A lo que Horace reposta:
- Y yo soy Jesucristo –convencido ahora de que desvaría.
Y Horace, que ya era presa del desespero debido a que no aparecían por ningún lado las hembras que aguarda, da media vuelta para marcharse. Mas el vagabundo lo hace retornar a su posición anterior para darle la medalla de oro que lleva en su pecho, oculta bajo la camisa. Éste se niega al principio a aceptarla pero luego la acoge pensando en que otro día cuando estuviera en sano juicio se la podía devolver y se la guinda en el cuello. Y mientras se aleja en solitario, percibe los pasos del anciano le siguen y se da prisa para escapársele como sea. Pronto lo pierde de vista. Retoma lo que queda del cachito de marihuana, cuya ascua ya revela una presurosa agonía, y vuelve a fumar como sabe.
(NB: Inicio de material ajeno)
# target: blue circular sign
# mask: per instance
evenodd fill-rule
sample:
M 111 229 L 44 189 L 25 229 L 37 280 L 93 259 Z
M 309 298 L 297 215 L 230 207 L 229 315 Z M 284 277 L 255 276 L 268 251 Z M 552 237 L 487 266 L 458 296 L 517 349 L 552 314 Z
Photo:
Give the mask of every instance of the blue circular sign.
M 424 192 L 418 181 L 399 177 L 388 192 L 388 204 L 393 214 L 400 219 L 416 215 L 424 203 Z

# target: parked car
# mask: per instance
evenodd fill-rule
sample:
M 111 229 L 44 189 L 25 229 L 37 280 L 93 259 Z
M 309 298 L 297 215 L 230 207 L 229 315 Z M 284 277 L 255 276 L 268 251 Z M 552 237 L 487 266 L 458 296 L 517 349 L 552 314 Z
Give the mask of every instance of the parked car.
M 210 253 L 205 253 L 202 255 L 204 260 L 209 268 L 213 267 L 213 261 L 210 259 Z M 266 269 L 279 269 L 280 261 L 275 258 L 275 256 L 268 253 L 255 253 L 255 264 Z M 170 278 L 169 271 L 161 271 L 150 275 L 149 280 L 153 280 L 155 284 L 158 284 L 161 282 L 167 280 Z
En la cabeza lleva ahora el único interés de que aparezca la fortuna, pero ninguna de las rubicundas turistas que persigue asoma por aquellos lares después de transitar por los alrededores un poco más de media hora. Al volver al sitio donde se halla la torre de los socorristas, se topa de nuevo con el anciano que se encuentra sentado en el malecón, envuelto por la semioscuridad del sector, apartado de la gente, como harina de otro costal. Le extiende una corta sonrisa que no le corresponde, cuando se cruzan sus miradas, y sigue su camino. A poco se percata de que el viejo marcha detrás de él y se hace el desentendido.
Más adelante, mientras se regocija con una cerveza helada que ha comprado en el quiosco de la esquina, lo ve cruzar por la puerta del lugar a pasos menudos como de tortuga y se conmueve tanto de su andar que enseguida se levanta de la silla y corre a alcanzarlo para invitarle a tomar un trago. Pero no ve a nadie. Al regresar a la barra, con el seño fruncido por lo extraño de la situación, se da cuenta con un asombro incomparable que lo que luce en su pecho es la medalla de la Paz de Bob Marley, la que entregara en 1978 las Naciones Unidas de Nueva York, tras verla en la televisión del bar que estaba dando la noticia de su desaparición y de la búsqueda afanosa en que andaba la policía del mundo. Y desde entonces la esconde muy bien, incapaz de poder explicar cómo llegó a sus manos.